A dad came in this week to talk about his struggling 8 year old, Anna, who just started third grade.  Anna has reading fluency issues, with particular difficulty managing words that are “low frequency.”  Even in this early part of the school year Anna is welling up with tears feeling that she is dumb.  She is starting to break down each night during homework.

A recent worksheet gives us a glimpse into why Anna feels the way she does:

                Find each missing number.  Solve for n.  Identify the property.

1.      6 + 5 = n, 5 + 6 = n

a. n = 11, Commutative Property of Addition

b. n = 11, Associative Property of Addition

c. n =   2,  Commutative Property of Addition

d. n = 24, Associative Property of Addition

2.       4 +  (3 +3)  = n, (4 + 3) + 3 = n

a. n  = 10, Commutative Property of Addition

b. n  = 10, Associative Property of Addition

c. n  =   6,  Associative Property of Addition

d. n  =   7  Commutative Property of Addition


On and on it went –  a  drab, dry slab of problems (about 20 of them), that looked more like a typical 11th grader’s algebra.

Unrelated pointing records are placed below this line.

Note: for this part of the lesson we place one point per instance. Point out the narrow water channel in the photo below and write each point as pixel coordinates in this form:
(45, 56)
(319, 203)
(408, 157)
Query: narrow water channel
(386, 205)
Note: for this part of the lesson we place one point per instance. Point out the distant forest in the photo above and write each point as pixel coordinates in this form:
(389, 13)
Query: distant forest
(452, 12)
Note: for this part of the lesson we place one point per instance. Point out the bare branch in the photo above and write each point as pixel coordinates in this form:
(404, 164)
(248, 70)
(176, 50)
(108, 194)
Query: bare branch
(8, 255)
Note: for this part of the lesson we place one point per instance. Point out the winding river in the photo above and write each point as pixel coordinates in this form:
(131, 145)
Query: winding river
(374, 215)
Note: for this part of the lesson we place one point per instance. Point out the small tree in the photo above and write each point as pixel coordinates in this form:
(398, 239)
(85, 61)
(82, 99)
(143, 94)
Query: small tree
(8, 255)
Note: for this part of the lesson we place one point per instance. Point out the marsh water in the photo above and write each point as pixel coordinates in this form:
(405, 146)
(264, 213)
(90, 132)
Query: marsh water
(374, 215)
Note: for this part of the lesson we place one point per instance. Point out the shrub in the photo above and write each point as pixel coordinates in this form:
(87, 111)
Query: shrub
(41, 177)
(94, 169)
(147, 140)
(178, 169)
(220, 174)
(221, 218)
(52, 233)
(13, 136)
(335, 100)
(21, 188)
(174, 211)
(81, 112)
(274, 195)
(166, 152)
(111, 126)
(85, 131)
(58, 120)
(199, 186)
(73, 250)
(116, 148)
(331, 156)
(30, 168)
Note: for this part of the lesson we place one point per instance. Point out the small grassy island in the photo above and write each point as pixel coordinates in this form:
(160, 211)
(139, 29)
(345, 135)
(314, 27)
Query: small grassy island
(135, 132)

This is a far cry from problems such as, “There were twelve ducks on the pond and five flew away.  How many were left?” which is about where I thought beginning struggling third graders were in their development.

Beside the fact that Anna had no ability to read the text above, she had little to no understanding of what the problems meant (neither did I, by the way).  There was a big “-12” at the top of Anna’s page.  That was it.  There was no other feedback – no supportive comments, such as “Let’s go over this together.”  Just a “-12.”

Man, it can be tough out there in child land.

That’s the “commutative property” of childhood.